Well, I mean, they did lay out roughly $3,940,000 in locomotive purchases early this year (first 20 C40's). That number is about 60K shy of their required contribution of matching funds for the TIGER project ($4M). While the WTVL-NMJ section is "main line" its more a glorified branchline. The decision to upgrade the completely beat to sh!t mainline power on the money making western half of the system rather than a 1.4 train/day section of money losing line seems like a pretty reasonable decision to me. Yep they gave up $6M in grant money, but those GE's will pay for themselves in fuel savings and mechanical costs. The line upgrade would have only added maintenance costs and saved them very minimally on operational costs.

It seems stupid on the surface, I had the same "why would they do that?" reaction as well. But when you think about it, their other expenditures matched with the fact that operationally they wouldn't gain anything noticeable in the way of savings from upgrading the line it makes sense.
  by gokeefe
 
F-line to Dudley via Park wrote:This is the same outfit that returned--this year--an awarded grant for MAINLINE track class upgrades from lack of interest in performing the work somebody else was paying for. Yes, I'd say that's very current and relevant grist for gauging current attitudes in the Billericadome.

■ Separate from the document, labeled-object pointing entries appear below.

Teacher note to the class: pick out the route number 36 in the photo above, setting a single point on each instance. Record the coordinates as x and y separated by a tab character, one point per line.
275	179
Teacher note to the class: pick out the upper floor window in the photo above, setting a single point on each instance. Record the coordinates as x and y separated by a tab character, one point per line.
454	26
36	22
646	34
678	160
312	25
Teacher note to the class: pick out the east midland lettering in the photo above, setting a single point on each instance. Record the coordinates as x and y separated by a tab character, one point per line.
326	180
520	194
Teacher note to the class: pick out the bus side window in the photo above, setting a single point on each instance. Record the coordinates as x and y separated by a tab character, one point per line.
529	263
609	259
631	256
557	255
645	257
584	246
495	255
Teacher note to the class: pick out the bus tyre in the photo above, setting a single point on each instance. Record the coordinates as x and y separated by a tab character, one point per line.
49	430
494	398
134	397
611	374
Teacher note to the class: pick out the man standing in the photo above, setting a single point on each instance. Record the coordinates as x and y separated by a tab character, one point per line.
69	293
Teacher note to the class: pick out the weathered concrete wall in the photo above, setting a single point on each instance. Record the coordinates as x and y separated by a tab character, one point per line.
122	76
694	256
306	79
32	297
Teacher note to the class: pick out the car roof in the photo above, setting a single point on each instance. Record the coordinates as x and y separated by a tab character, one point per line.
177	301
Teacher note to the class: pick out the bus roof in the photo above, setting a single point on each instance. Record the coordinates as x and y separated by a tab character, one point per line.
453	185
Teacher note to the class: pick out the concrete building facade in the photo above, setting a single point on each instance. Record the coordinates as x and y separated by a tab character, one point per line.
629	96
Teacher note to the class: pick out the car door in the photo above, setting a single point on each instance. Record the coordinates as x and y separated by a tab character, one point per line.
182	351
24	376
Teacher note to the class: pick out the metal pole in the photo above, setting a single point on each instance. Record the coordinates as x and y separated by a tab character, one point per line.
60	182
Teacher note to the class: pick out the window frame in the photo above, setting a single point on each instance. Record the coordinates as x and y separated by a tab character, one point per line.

Lack of interest is incorrect. The terms were not conveyed correctly.
  by fogg1703
 
gokeefe wrote:Lack of interest is incorrect. The terms were not conveyed correctly
Are you suggesting they did not understand the grant award?
  by gokeefe
 
fogg1703 wrote:
gokeefe wrote:Lack of interest is incorrect. The terms were not conveyed correctly
Are you suggesting they did not understand the grant award?
It seems as though the terms from the feds were not clear.
  by fogg1703
 
gokeefe wrote:
fogg1703 wrote:
gokeefe wrote:Lack of interest is incorrect. The terms were not conveyed correctly
Are you suggesting they did not understand the grant award?
It seems as though the terms from the feds were not clear.
Hmmmm, seems CMQ and NBM had no problem understanding the terms, not to mention the countless Maine legislators who worked to secure the grants. Although CMQ and NBM were willing to put up their share of the match money so I'm sure that has nothing to do with it :wink:. I'll pick cheap over gross incompetence any day.
  by newpylong
 
The grant terms were clear. The capital spend is going towards engines instead. The MEC is hemorrhaging money better ROI on engines to be used on profitable corridors with heavy tonnage.
  by johnpbarlow
 
Lately I've seen tired company hoppers on various D3 trains including local FI-1 that didn't appear to be laden with ballast but perhaps scrap ties? Is PAS/PAR at long last starting to remove the scads of dead ties littering the sides of the RoW?
  by BM6569
 
When I got out of work today in Auburn, Irving crews were busy replacing ties heading east. Looked to be doing about 1 in 5. I was watching them work for a bit. Amazing how bad some of the ties were that they swapped. When the small claw picked them up, some were already in half or others splintered into pieces. Much need work!

They had dropped rock through here early in the summer. I was wondering why they hadn't tamped it yet. Probably will do it once the tie work is finished or moves ahead.